I first got serious about perspective at Rookwood Cemetery last year sketching rows of graves, so I’m keen to re-visit the area for a scheduled Sydney Sketch Club meetup.

The place conjures up the Necropolis Railway, so a visit to the Regent Street Mortuary Station (designed by James Barnet of the Sydney GPO, Australian Museum and Customs House fame) in the city is overdue (it has been under renovation). Photos exist of the 1869 mortuary station at Rookwood made of splendid Pyrmont sandstone (this No.1 of four stations has since been transplanted to Ainslie ACT) but there are no station buildings left at the cemetery, the railway and stations having been closed in 1948 given the increase of transport by automobile.

I’m aware of parts of the cemetery, but not all of it. Like its namesake, Brookwood in Surrey England, it’s vast – 700 acres – and is now the largest Victorian era cemetery in the world. It’s almost the oldest in Australia, with nearly a million people having been buried there. The setting of the crematorium is positively Tuscan, for example – its Italianate tower set amongst pine trees. There are two substantial buildings in the English Victorian 19th-century style:  the St Michael the Archangel Church (1886) and the Elephant House (the Anglican Rest House). For botanical artists, there is the lure of remnants of original, indigenous vegetation as well as fully-developed trees (they used to be labelled for the education of the public) and lots of rose bushes. There are lots of shrines and memorials (e.g. the 1877 Chinese one), many of which would be good drawing practice for my anticipated series on Sydney’s Bandstands & Rotundas. If I was drawing people, I’d be on the lookout for sandstone sculpture atop graves. For bridges and water, see the recently-restored Serpentine Canal. Over the last few years, an annual art installation event, “Hidden”, has been organised. Police have been known to be brought in to sort out traffic jams on the cemetery’s streets on Mother’s Day and Father’s Day.

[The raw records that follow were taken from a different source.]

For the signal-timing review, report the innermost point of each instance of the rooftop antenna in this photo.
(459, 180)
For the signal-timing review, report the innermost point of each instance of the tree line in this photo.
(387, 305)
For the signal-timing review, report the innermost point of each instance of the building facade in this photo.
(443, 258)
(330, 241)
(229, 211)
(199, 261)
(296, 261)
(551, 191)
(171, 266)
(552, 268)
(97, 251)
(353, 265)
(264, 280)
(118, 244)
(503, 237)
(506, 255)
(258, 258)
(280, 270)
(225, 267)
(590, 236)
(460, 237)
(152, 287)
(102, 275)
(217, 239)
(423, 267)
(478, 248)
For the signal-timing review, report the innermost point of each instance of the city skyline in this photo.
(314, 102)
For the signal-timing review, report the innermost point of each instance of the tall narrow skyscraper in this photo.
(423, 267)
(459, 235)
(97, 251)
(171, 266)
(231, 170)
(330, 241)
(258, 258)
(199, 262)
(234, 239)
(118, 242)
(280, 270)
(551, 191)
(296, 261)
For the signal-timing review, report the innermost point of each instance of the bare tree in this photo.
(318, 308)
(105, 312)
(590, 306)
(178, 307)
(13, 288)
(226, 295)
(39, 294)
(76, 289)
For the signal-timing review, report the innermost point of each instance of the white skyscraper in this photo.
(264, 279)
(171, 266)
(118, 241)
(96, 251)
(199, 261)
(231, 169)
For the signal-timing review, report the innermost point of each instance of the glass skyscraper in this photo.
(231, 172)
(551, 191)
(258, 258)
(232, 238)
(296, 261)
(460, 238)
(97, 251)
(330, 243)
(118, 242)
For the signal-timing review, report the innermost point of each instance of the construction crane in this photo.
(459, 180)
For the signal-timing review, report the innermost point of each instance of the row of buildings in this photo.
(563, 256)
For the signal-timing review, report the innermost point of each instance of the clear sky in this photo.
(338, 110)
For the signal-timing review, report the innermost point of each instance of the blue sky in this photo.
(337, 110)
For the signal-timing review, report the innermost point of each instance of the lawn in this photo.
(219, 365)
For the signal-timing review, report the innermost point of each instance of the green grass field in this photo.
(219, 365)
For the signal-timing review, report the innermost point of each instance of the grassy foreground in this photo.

  •  Two indispensable pieces of preparation: the Wikipedia website (with photos) and the map on the Rookwood Cemetery website.
  • Additional contextual stuff, apart from the Regent Street mortuary station at Redfern/Central: Larcombe’s Stonemasonry in Lidcombe (Larcombe was one of two mayors, with Lidbury, whose names came to form the name of the cemetery’s suburb, “Lidcombe“).
  • There is no sketching or drawing guide to Rookwood.
  • See the work of industrial heritage artist, Jane Bennett at http://janebennettartist.blogspot.com.au/
  • Of interest to sketchers: see Hubert Chalker’s drawings from 1970 of the Mortuary Station transplanted to Ainslie ACT as the All Saints‘ Anglican Church (ACT Public Library).